We will not deserve, nor will we retain, our place of national leadership in higher education if we do not take a strong stand in support of academic freedom, the autonomy of the faculty, and the authority of discipline-based faculty over their courses and curricula. We must do so more than ever today, in the face of rising irrationalism and looming threats of unwarranted political encroachment on traditional academic prerogatives, and you have my personal pledge that we will unwaveringly take a strong stand for academic freedom.

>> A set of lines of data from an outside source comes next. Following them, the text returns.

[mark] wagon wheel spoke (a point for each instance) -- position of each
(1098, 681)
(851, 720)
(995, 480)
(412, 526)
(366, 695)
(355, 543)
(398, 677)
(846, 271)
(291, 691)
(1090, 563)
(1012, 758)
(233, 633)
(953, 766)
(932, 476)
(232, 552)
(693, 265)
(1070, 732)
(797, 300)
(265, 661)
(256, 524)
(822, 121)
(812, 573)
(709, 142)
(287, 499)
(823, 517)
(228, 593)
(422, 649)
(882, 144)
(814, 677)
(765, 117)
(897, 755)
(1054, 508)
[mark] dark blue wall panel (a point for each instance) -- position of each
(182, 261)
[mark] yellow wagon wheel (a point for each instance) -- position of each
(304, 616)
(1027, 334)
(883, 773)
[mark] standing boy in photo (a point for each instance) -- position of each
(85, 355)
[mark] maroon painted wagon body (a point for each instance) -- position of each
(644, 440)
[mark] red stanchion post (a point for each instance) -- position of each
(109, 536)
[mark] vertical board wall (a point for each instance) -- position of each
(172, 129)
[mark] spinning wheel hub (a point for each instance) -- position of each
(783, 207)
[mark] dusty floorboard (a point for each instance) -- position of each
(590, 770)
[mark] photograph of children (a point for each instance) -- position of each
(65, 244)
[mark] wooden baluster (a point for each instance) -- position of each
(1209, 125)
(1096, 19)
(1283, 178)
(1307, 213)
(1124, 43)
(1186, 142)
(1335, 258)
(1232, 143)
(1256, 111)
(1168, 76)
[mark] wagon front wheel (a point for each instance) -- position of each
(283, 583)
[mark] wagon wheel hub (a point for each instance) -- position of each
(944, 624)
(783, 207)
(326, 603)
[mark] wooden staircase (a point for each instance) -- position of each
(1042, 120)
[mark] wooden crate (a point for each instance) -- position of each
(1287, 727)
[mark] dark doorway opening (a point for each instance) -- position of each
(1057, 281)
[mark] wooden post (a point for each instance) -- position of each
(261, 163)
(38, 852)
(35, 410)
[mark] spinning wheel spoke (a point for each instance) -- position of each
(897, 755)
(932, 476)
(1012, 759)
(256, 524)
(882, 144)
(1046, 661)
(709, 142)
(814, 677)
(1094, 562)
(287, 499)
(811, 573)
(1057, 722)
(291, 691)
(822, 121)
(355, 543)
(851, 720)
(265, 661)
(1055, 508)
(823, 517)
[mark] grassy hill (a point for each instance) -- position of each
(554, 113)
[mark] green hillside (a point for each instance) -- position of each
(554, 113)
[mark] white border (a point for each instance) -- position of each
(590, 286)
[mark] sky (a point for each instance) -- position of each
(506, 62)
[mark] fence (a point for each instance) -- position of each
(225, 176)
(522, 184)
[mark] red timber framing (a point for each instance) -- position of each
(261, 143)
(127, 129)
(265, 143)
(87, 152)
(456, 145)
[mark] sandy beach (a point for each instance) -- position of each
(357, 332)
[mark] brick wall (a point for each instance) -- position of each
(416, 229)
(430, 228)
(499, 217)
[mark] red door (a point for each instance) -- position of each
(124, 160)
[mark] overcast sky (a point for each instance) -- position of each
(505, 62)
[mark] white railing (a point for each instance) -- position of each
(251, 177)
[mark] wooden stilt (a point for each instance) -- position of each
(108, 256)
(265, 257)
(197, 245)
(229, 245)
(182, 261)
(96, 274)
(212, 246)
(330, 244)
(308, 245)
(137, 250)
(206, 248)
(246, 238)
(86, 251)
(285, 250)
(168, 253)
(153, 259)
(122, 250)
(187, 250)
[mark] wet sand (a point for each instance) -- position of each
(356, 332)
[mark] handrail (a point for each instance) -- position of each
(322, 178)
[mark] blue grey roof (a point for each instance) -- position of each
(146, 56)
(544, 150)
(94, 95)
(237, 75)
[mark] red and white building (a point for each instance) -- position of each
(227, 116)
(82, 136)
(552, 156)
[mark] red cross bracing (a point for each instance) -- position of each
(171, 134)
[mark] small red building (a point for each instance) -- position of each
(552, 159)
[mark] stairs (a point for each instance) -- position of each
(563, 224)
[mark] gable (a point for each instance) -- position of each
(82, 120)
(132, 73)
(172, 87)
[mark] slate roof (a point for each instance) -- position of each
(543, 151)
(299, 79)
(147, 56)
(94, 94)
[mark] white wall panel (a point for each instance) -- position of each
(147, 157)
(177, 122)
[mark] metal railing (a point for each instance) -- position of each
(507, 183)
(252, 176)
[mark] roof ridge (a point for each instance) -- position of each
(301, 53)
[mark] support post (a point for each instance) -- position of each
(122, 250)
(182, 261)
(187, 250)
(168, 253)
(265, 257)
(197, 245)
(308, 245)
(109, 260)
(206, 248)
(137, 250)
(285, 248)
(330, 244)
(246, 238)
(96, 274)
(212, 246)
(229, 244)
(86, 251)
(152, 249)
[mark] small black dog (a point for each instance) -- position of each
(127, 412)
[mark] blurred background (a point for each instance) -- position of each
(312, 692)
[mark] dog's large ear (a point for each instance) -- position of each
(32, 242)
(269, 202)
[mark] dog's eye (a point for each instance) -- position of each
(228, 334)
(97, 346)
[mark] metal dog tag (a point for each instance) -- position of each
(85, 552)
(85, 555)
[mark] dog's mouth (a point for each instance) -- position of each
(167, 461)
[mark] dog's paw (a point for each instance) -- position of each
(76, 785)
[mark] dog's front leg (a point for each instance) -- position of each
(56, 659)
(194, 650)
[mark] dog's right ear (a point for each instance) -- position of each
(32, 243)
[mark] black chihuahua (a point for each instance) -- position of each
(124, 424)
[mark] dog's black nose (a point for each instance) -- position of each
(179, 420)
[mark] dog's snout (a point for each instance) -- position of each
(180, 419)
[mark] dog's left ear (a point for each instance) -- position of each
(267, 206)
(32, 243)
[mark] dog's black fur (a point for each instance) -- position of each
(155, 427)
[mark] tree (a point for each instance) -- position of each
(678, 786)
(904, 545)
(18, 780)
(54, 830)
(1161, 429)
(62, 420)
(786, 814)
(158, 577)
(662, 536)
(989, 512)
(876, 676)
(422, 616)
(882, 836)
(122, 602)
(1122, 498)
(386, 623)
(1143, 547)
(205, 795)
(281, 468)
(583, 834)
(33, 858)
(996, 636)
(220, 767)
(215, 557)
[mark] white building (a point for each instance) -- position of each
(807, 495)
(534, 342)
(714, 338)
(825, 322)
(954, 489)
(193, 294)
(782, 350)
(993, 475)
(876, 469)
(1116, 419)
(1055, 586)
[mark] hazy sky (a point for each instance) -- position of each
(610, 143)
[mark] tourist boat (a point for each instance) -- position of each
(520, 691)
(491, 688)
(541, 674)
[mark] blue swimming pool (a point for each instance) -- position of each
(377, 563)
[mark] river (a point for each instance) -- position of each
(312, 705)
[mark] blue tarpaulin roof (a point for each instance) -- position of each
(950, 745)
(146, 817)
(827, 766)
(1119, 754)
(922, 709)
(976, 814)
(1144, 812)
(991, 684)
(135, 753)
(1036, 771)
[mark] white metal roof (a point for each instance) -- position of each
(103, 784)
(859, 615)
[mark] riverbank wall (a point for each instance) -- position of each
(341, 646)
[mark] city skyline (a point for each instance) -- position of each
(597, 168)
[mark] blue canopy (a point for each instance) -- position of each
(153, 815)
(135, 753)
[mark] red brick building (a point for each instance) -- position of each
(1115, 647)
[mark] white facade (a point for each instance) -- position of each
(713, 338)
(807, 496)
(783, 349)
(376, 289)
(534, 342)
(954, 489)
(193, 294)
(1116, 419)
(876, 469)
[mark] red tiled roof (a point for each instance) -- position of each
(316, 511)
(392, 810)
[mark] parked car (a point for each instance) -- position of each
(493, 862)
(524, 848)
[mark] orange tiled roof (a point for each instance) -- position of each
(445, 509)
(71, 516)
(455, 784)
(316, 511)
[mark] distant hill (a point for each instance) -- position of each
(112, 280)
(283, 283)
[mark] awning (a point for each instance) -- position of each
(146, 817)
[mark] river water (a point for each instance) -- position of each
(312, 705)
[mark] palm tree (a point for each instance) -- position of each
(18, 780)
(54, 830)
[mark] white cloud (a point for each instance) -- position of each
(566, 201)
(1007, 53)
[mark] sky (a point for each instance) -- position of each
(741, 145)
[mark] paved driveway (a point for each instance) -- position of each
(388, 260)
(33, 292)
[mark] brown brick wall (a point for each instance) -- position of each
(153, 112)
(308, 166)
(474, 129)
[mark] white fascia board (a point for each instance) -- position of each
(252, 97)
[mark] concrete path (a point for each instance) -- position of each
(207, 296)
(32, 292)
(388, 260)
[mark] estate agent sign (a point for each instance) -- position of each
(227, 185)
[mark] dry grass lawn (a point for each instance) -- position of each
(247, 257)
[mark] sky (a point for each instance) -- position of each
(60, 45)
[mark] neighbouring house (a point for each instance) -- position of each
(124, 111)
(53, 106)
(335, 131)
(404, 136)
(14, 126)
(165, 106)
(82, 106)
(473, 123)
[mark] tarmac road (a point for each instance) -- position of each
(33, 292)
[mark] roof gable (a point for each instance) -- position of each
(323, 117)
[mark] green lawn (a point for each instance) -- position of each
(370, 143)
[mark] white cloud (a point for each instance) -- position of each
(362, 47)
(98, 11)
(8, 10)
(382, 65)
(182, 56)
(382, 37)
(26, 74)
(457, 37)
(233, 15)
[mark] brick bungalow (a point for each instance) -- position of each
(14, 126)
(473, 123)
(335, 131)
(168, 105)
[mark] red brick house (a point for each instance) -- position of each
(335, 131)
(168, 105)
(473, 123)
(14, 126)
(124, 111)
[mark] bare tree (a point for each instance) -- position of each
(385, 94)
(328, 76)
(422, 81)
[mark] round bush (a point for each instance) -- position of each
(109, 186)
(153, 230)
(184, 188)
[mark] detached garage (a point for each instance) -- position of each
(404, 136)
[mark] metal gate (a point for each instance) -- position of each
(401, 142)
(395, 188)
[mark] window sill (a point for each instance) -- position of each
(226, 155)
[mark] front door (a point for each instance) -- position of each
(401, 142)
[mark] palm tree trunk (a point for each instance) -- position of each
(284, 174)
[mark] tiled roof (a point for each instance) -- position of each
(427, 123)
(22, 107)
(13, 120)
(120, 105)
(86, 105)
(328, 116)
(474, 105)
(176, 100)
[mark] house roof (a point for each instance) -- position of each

Allow me to close these remarks with some words of warm welcome. Welcome, first, to the deans who have joined the University since our last Convocation a year ago—Eleanor Miller in Arts and Sciences, Fayneese Miller in Education and Social Services, and Domenico Grasso in Engineering and Mathematical Sciences. Our new deans join an extraordinary group of senior academic leaders, whose accomplishments I hailed in my report to the Board last week (for which I refer you to the UVM President’s web site). Welcome, too, to the faculty and staff who join—and in some cases rejoin—the University in this new academic year. And welcome, finally, to our new students in the Medical College, the Graduate College, and our various undergraduate colleges and schools. The undergraduate class of 2009 is the largest in the history of the University and it will surely be one of the best—though there too we are setting the bar high since so many great classes have come before them. To all of our students: we are proud that you have chosen UVM, we are pleased that you are here with us, we are committed to helping you succeed, and we welcome you with open arms and great enthusiasm. Together let us embrace with joy and a high sense of urgency the challenges that lie before us as the most engaged of all public universities, as a community that chooses with passion and intelligence to make a difference in the world. To each and every member of this community, we offer best wishes for a stimulating, productive, and deeply rewarding academic year.